History Is All You Left Me by Adam Silvera, published in 2017, is a YA fictional romance novel that tells the story of a 17-year-old boy, Griffin. Dealing with love, grief, friendship, and sexuality, this book will move you to tears and have you laughing on the next page, before again driving you to tears.
Silvera knows what he is writing about, as everything in the book written has a purpose in some way or the other. It almost felt as if this was more of a personal story than a fictional novel. But the beauty of Adam Silvera’s writing is that all of the books he wrote have that edge, that feeling of something unfeigned. Nevertheless, reading this book felt as though Silvera knew what grief is, how horrible homophobia can be, how teenagers are, well, just teenagers, and so much more.
After Theo’s (Griffin’s best friend and first love) unfortunate death in a drowning accident, Griffin finds himself helpless and feels he’s the reason behind it. Trying to come to terms with Theo’s death, Jackson, Theo’s boyfriend from California, arrives. Griffin finds himself torn between hating Jackson and knowing he is the only one who understands him. Pushing away his old common friend with Theo, Wade, who also has a lot on his plate, these three boys try to deal with the unfortunate incident. But they are all burdened with secrets of their own, most of all Griffin. Shifting between different times and telling the history Theo shares with Griffin, this book is a full package of awkward firsts to mutual breakups and manipulative relationships, without any of them being unrealistic!

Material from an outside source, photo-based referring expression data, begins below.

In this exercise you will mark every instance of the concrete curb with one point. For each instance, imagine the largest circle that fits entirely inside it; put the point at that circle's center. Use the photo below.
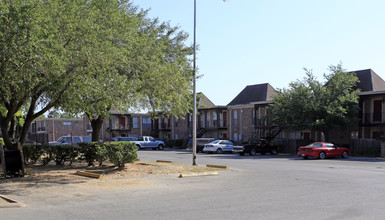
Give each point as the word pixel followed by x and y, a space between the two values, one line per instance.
pixel 184 175
pixel 218 166
pixel 163 161
pixel 11 203
pixel 88 174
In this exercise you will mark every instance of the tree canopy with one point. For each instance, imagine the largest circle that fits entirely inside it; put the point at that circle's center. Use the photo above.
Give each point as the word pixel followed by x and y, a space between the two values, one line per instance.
pixel 311 104
pixel 88 56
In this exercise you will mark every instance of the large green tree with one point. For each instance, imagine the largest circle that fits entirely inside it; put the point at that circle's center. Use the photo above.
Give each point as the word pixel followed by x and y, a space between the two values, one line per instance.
pixel 140 64
pixel 44 45
pixel 310 104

This story has the most unfiltered form of LGBT representation, from gay couples to bisexual boys (YES! Bisexual boys, we don’t get to see those enough!). But it’s not all rainbows and cupcakes, as we can see the horrible hatred that LGBT community gets. However,at the same time we see supportive parents and friends! The representation for me is quite positive and reveals the problems that LGBT couples go through in general.

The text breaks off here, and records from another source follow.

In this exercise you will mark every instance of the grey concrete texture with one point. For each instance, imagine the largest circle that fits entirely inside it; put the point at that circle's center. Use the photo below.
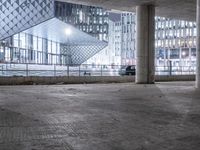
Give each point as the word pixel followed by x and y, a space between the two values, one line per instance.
pixel 145 39
pixel 87 79
pixel 177 9
pixel 164 116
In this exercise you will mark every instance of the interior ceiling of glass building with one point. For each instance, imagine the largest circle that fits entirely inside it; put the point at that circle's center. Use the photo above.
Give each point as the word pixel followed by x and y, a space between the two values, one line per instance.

The writing of the characters really capture the true essence of being a teenager and have depth. As someone who read this book when I was 17, I can say for sure that Griffin’s awesome Harry Potter/Star Wars references, his quirky humor, his love for songs, and universe really made him a true geeky teenager. But don’t think for a second that the book is all “sappy” romance, there is a huge plot twist and multiple life lessons waiting for you amongst its pages.

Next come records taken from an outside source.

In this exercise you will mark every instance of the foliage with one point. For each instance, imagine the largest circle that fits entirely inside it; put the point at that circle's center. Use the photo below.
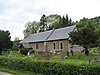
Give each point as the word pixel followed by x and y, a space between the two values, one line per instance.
pixel 16 44
pixel 43 23
pixel 5 42
pixel 85 37
pixel 24 51
pixel 49 68
pixel 32 27
pixel 54 21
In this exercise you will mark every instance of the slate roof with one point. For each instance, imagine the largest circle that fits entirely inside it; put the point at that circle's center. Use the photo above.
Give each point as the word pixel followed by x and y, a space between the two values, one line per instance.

After reading this book you will be left with an emptiness, you’ll grieve over the loss of something you never even had. But I still recommend this book to you, all of you, no matter what your age, gender or sexuality is. You’ll absolutely fall in love with this book and all the characters. You might hate Griffin, or you might sympathize with him. It all depends on you and your perspective on life and relationships but one is for sure: this book is a masterpiece and will appeal to you in some way or the other.